Il finit par me lâcher, je retrouve mon souffle difficilement, pendant qu’il me regarde, dans l’incompréhension totale, envahit par une grande tristesse, et un regard odieux, prêt à tout.

Je pleure sincèrement, maintenant que les vannes sont ouvertes, pas moyen de stopper le flux. Des cris s’échappent de ma gorge, je n’ai plus aucun contrôle sur mes cordes vocales, comme si j’étais en train de régurgiter des petits bouts de souffrance, il me regarde, de plus en plus attristé, il s’approche, me tient la main comme un mari aidant sa femme à accoucher, des mes angoisses, en l’occurrence. Je sens dans son regard qu’il est content que je sois finalement si... humaine.

Je n’arrive pas à parler, l’embouteillage de sons ne me laisse pas articuler, j’ai perdu le contrôle sur ma bouche, Je veux lui dire que je l’aime, mais la ventilation de l’air peu maîtrisée me fait émettre des sons bizarres.

« Chuut ! Calme toi ma chérie » Il m’embrasse le front, me sert contre lui, m’aide à respirer, me parle tout doucement « respire, respire tout doucement »

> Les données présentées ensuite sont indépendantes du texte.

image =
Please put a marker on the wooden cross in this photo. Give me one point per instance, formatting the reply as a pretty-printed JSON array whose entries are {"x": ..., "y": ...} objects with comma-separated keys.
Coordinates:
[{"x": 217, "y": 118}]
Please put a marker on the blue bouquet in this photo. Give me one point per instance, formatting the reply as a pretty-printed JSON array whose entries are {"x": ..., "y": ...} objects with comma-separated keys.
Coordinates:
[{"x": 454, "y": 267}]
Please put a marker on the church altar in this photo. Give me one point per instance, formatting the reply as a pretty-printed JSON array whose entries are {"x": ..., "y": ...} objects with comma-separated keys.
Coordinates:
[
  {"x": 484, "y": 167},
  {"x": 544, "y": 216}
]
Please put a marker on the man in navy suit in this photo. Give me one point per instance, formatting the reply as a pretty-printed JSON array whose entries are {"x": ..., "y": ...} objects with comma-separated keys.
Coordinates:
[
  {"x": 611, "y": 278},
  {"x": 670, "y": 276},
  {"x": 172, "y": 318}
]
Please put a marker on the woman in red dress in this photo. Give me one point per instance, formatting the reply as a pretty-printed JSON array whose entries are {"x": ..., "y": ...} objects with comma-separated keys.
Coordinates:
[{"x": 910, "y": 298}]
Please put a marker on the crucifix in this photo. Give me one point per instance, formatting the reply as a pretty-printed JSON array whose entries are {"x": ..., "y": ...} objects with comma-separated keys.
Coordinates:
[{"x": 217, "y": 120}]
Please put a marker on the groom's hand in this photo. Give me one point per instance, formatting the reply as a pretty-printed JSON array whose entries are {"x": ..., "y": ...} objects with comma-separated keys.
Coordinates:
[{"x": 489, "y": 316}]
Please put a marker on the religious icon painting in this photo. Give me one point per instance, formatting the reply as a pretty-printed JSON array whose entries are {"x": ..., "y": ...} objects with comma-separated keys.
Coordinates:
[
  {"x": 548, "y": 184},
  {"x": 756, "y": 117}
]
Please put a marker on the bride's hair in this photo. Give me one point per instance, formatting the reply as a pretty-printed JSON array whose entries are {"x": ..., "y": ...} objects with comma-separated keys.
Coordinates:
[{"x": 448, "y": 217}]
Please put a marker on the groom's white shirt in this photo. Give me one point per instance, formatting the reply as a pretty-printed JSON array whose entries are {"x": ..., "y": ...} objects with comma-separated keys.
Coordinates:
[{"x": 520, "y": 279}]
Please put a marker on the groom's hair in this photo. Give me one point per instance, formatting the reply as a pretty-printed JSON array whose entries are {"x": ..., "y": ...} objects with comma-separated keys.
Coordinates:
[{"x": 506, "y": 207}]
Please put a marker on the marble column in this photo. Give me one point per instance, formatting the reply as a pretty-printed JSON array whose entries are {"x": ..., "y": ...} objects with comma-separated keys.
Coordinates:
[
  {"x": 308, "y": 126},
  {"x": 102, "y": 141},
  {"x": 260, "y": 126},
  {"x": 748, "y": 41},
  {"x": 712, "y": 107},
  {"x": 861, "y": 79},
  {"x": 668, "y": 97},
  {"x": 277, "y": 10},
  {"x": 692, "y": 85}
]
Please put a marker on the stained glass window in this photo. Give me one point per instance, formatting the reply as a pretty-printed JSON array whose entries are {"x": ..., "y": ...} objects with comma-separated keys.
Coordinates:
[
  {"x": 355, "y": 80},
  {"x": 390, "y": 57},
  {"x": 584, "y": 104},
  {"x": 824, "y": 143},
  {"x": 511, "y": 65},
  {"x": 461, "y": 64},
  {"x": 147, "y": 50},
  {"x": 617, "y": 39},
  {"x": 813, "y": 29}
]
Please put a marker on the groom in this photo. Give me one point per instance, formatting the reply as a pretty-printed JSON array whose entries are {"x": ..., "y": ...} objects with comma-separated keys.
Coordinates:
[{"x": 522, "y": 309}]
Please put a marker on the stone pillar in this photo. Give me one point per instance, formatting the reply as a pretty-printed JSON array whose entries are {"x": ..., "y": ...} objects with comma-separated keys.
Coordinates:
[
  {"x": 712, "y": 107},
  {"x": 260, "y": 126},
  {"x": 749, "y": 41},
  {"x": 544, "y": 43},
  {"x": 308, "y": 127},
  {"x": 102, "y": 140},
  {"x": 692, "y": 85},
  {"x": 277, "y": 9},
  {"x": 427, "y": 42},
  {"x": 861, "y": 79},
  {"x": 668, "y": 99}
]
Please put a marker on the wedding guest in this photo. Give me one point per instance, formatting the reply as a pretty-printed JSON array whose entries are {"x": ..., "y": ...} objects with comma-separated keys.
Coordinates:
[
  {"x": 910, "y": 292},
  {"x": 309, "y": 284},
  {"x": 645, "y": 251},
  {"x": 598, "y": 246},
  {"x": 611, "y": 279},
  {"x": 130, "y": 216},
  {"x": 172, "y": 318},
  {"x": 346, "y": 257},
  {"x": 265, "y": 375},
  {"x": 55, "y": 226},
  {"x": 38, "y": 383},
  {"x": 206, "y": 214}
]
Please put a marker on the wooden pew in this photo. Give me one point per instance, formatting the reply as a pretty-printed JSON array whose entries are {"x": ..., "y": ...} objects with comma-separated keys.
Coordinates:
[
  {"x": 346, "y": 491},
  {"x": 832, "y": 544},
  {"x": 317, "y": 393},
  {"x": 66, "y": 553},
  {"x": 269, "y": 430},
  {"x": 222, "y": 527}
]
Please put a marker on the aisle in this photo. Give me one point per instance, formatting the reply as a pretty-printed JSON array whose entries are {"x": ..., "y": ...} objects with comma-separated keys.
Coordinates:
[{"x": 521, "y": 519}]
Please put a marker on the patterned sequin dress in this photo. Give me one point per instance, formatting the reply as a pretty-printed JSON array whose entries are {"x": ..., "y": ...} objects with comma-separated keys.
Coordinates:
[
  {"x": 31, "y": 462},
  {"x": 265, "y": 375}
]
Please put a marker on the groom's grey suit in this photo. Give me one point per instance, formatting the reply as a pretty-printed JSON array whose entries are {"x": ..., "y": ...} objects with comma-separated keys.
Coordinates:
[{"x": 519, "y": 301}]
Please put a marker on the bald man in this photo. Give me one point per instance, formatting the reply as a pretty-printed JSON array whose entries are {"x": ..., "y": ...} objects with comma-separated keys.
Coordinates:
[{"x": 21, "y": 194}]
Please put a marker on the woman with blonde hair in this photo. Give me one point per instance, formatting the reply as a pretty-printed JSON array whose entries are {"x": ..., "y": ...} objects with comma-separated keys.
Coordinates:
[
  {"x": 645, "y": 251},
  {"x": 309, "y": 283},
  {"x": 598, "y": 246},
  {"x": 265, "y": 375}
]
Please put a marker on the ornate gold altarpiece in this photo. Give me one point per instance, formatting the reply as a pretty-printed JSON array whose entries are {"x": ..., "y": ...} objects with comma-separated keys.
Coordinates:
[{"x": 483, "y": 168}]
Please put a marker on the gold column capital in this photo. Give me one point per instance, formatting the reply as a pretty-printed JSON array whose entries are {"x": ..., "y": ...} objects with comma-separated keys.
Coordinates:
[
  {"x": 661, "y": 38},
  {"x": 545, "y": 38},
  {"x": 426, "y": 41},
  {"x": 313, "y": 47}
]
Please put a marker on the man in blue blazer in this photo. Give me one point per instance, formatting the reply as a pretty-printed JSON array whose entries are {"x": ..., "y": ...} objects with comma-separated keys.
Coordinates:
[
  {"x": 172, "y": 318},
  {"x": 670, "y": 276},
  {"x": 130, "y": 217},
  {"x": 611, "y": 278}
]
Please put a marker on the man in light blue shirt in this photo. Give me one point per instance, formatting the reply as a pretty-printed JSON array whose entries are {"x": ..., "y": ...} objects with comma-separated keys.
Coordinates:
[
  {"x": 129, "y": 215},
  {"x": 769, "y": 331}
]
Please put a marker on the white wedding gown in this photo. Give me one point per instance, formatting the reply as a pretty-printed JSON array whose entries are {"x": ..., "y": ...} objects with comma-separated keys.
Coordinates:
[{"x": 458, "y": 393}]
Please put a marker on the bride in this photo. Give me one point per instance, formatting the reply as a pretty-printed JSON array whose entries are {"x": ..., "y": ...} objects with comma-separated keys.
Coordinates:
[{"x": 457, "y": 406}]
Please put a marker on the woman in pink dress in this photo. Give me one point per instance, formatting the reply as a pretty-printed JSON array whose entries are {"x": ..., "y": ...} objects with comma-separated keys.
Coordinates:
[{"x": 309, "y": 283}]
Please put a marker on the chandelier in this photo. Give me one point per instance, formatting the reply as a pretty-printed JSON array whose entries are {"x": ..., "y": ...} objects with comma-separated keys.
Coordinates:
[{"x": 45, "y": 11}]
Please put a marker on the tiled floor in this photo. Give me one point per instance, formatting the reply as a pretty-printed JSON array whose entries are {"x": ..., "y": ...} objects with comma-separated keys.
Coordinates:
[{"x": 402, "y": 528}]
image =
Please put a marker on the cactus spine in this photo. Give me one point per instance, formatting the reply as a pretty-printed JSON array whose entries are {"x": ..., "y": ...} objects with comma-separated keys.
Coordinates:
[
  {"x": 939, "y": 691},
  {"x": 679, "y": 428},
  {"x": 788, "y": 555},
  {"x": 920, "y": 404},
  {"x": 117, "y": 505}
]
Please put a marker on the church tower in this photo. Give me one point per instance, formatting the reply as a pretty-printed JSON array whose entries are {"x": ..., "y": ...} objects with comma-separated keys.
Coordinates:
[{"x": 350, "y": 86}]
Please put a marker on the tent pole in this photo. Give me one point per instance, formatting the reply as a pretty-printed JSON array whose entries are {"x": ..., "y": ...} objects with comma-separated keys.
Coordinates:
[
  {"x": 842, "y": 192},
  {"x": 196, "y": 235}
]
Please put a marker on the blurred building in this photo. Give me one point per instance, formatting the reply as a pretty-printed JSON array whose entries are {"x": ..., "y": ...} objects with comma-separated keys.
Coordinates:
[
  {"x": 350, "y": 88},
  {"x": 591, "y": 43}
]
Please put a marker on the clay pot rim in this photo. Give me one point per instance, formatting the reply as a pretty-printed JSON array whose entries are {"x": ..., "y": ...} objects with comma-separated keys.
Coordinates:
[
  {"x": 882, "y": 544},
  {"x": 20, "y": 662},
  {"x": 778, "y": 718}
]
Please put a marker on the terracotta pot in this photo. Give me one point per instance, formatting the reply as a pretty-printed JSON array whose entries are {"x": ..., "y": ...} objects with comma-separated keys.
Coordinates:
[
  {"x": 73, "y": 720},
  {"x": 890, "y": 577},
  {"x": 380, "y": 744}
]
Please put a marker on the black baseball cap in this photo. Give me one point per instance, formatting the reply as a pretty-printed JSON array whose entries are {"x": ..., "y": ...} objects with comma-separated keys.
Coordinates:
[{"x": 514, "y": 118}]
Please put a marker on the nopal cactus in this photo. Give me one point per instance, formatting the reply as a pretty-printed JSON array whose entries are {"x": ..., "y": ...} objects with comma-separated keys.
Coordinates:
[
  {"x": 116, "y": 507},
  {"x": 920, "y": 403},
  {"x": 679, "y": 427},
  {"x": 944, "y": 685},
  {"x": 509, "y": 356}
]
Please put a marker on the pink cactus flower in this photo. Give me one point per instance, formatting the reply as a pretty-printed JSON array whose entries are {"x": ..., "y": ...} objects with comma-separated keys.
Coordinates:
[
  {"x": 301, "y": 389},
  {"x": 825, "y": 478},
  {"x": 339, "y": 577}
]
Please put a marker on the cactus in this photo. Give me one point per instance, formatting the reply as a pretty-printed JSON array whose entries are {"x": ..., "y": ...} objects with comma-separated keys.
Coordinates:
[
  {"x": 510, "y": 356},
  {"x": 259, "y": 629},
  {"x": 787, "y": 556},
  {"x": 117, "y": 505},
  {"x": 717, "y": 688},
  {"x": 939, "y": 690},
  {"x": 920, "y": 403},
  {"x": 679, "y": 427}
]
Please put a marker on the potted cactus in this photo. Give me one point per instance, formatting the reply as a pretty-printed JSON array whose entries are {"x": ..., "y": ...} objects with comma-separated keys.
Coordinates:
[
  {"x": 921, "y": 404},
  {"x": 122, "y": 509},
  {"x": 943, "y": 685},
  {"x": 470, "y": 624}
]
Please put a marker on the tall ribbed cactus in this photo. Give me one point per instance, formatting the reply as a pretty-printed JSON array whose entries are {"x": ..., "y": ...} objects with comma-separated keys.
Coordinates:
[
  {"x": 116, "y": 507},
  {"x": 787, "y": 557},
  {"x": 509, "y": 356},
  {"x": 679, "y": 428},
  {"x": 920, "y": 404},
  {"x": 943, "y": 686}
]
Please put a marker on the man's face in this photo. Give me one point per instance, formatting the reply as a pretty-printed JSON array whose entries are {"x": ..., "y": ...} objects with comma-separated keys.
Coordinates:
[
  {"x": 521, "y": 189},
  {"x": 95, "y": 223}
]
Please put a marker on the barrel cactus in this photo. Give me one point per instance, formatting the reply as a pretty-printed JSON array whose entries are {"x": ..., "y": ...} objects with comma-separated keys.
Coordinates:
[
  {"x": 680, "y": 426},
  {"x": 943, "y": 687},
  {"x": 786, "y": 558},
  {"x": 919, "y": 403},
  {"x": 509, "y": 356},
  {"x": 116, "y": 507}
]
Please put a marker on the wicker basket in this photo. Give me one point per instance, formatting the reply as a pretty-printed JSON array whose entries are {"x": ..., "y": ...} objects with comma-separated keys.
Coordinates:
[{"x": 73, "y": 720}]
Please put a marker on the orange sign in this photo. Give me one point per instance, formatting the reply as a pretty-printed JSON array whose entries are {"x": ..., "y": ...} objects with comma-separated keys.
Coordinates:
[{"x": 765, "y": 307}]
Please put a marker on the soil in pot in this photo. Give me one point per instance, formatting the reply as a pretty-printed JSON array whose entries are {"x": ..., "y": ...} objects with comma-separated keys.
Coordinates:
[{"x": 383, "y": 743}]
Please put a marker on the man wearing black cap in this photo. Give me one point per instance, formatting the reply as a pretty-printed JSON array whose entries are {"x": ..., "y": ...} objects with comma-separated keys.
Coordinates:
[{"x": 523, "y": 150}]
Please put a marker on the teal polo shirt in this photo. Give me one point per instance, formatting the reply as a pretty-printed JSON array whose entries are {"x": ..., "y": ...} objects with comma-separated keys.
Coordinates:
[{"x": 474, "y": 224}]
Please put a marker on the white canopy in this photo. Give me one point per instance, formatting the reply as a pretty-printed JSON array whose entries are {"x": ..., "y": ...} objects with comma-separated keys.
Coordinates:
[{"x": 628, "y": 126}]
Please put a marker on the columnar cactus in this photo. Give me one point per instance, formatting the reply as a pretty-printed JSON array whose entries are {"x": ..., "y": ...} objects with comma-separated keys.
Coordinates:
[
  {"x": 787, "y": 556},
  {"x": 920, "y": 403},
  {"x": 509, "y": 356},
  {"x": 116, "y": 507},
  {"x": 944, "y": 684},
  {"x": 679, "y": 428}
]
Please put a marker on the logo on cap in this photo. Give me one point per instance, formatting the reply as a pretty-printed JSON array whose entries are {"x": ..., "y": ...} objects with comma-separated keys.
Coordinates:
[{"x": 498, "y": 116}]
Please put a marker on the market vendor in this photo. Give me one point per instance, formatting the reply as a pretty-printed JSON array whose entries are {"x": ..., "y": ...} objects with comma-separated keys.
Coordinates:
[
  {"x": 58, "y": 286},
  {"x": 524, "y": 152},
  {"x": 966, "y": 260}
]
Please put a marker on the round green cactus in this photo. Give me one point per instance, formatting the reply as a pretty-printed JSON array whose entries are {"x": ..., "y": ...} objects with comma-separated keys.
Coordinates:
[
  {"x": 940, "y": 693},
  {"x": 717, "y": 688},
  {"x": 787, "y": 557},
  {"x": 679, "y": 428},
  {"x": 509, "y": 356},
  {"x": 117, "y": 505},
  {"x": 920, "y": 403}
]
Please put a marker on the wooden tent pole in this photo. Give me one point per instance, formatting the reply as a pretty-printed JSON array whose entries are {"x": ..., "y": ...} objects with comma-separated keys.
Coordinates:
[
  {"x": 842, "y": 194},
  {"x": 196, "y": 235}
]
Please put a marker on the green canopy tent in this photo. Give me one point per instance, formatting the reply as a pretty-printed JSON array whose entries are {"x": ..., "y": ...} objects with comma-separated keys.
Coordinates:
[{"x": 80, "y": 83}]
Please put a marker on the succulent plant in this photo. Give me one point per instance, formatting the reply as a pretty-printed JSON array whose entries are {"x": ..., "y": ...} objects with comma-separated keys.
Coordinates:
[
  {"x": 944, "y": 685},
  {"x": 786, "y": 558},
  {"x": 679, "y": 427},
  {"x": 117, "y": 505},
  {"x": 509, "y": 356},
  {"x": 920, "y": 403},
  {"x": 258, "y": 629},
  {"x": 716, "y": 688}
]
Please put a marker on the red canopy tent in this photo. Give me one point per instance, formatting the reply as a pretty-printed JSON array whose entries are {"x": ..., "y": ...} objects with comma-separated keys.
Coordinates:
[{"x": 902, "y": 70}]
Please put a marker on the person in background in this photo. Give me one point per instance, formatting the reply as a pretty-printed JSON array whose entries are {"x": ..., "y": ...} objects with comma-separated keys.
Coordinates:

Je finis par me calmer, on se téléporte sur le canapé, l’hyperventilation m’a causé des troubles de la mémoire. Tout ce que je sais, c’est qu’ayant été dans ses bras toute la nuit, tous les deux habillés et sur mon canapé, mal assis, endoloris, mais collés. Par moment, je me réveillais en sursaut, je n’arrivais pas à respirer, il se réveillait avec moi, m’aidait à reprendre mon souffle et on se rendormait

Je suis réveillée par un coup de téléphone, à je ne sais quelle heure au cours duquel je ne comprends pas tout, mais je reconnais la voix de ma mère que mon père a je ne sais quoi à la clinique de la Marsa. Et me demande d’accourir au plus vite..

Je regarde D. je me regarde en ce petit matin, je regarde ma vie, une fois de plus... une mine anti-personnelle vient encore d’exploser sur le petit sentier de mon quotidien. Je balbutie « Papa est à la clinique, ... je dois y aller »

Et je sors. Je ne lui laisse même pas le temps de réaliser, je ne prends pas mon portable, je saute dans une voiture, et je n’ai même pas vu que j’étais défigurée par la crise de la veille.